Anchorage, Alaska  (Dena'ina: Dgheyay Kaq'; Dgheyaytnu) has a subarctic climate with the code Dfc according to the Köppen climate classification due to its short, cool summers.  The weather on any given day is very unpredictable. Some winters feature several feet of snow and cold temperatures, while the summers are typically mild but are cool compared to the contiguous US and interior Alaska. Because of Anchorage's high latitude, summer days are very long and winter daylight hours are very short. The longest day of sunlight being 18hrs and 21 minutes, and shortest being 5 hours and 28 minutes. Anchorage is often cloudy during the winter, which decreases the amount of sunlight experienced by residents.

Temperature

Averages 

Average daytime summer temperatures range from approximately 55 to 78 °F (12.8 to 25.6 °C); average daytime winter temperatures are about 5 to 30 °F (−15.0 to −1.1 °C). Anchorage has a frost-free growing season that averages slightly over one hundred days.  Average January low and high temperatures at Ted Stevens Anchorage International Airport (PANC) are 11 / 23 °F (−11.7 / −5.0 °C) with an average winter snowfall of 75.59 inches, or 1.92 meters. Farther afield at the Campbell Airstrip is another weather station recording colder night temperatures in both summer and winter.
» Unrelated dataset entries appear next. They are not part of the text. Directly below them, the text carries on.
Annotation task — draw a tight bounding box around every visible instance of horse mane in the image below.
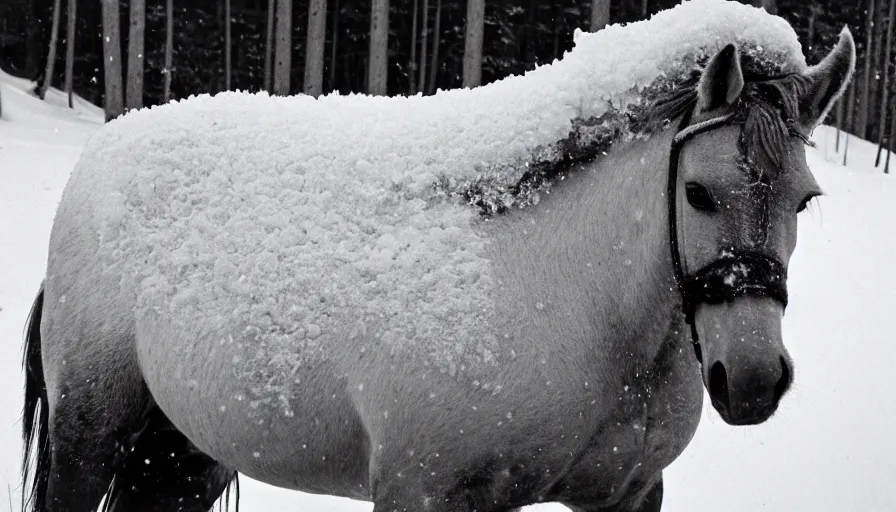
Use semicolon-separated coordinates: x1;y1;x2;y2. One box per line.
458;55;809;216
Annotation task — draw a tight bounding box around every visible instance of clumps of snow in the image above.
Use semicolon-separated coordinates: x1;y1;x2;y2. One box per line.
63;0;805;396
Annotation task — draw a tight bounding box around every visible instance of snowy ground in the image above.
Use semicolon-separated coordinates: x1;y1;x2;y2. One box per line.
0;72;896;512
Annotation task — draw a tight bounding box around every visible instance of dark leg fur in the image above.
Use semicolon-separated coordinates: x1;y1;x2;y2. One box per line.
106;408;239;512
22;288;239;512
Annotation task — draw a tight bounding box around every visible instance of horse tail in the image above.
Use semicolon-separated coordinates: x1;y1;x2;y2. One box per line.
22;284;50;512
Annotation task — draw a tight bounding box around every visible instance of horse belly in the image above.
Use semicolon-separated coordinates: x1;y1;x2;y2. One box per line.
551;342;703;507
137;318;368;498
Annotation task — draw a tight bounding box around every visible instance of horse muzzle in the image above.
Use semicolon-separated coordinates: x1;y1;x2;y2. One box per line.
695;295;793;425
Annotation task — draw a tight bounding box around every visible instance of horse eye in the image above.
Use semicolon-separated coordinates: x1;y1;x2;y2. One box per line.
684;181;716;212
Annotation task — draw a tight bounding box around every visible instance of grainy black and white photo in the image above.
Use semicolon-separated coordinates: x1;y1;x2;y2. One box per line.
0;0;896;512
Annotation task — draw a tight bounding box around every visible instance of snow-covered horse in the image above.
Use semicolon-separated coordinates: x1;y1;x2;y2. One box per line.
24;0;855;512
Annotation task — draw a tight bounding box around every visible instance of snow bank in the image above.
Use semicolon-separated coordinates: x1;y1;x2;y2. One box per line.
60;0;805;388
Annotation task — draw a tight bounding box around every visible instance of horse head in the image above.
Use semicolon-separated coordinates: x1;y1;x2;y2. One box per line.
669;29;855;425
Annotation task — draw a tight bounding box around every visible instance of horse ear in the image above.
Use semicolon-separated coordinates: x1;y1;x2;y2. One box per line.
800;27;856;130
697;44;744;112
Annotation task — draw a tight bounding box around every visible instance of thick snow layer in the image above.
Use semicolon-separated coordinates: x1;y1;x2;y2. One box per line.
60;0;805;392
0;42;896;512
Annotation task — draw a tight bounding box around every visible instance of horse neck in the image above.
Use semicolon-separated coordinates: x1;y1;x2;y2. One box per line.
494;125;680;367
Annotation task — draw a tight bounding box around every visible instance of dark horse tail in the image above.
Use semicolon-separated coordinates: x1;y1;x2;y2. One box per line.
22;285;50;512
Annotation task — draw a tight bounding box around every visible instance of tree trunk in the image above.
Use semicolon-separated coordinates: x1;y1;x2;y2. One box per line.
855;0;874;139
874;0;896;167
590;0;610;32
806;4;818;55
551;0;560;60
102;0;124;122
884;101;896;174
305;0;327;98
463;0;485;89
834;96;843;153
868;0;887;137
163;0;174;103
427;0;442;94
25;1;44;80
408;0;420;96
263;0;277;91
274;0;292;96
330;0;339;91
752;0;778;14
39;0;60;99
224;0;233;91
417;0;429;94
65;0;78;108
367;0;389;96
125;0;146;110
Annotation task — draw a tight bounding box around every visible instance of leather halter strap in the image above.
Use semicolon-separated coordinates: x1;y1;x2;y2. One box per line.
666;114;787;348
Average July low and high temperatures are 52 / 66 °F (11.1 / 18.9 °C) and the hottest reading ever recorded was 90 °F or 32.2 °C on July 4, 2019.

Precipitation

Rainfall 
Between 2000 and 2022 the annual rainfall in Anchorage was 16.7 inches. The months with the highest average mean of rain were August and September, each having an annual mean of 2.75 inches (August) and 3.24 inches (September).

Snowfall 

For snowfall, the annual mean average for 2000 to 2022 was 76.4 inches; the highest snowfall season being 2011 - 2012 with 134.5 inches, and the lowest season being 25.1 inches in 2015.

Climate change 
The mayor and the assembly of Anchorage in 2019 issued a climate action plan for the anticipated effects that climate change will have on its city and people.  The action plan includes all of the municipality of Anchorage, as far north as Eklutna and as south as Portage. One of the major goals of the climate action plan is to reduce green house gas emissions by 80% by the year 2050 from its 2008 emission levels. The first annual report on this came out in 2021. For its near term plans, the city also introduced a plan called the "Municipality of Anchorage Climate Action Strategy." This appears to be a document for a broader audience of people so it is easier for them to understand what will go into these climate action plans. In comparison, the Anchorage Climate Action plan is 108 pages long, whereas the Municipality of Anchorage Climate Action Strategy is just 12 pages.

Notable climate events 
Due to its proximity to active volcanoes, ash hazards are a significant, though infrequent, occurrence. The most recent notable incident was an August 1992 eruption of Mt. Spurr, which is located 78 mi (126 km) west of the city. The eruption deposited about 3 mm (0.12 in) of volcanic ash on the city. The cleanup of ash resulted in excessive demands for water and caused major problems for the Anchorage Water and Wastewater Utility.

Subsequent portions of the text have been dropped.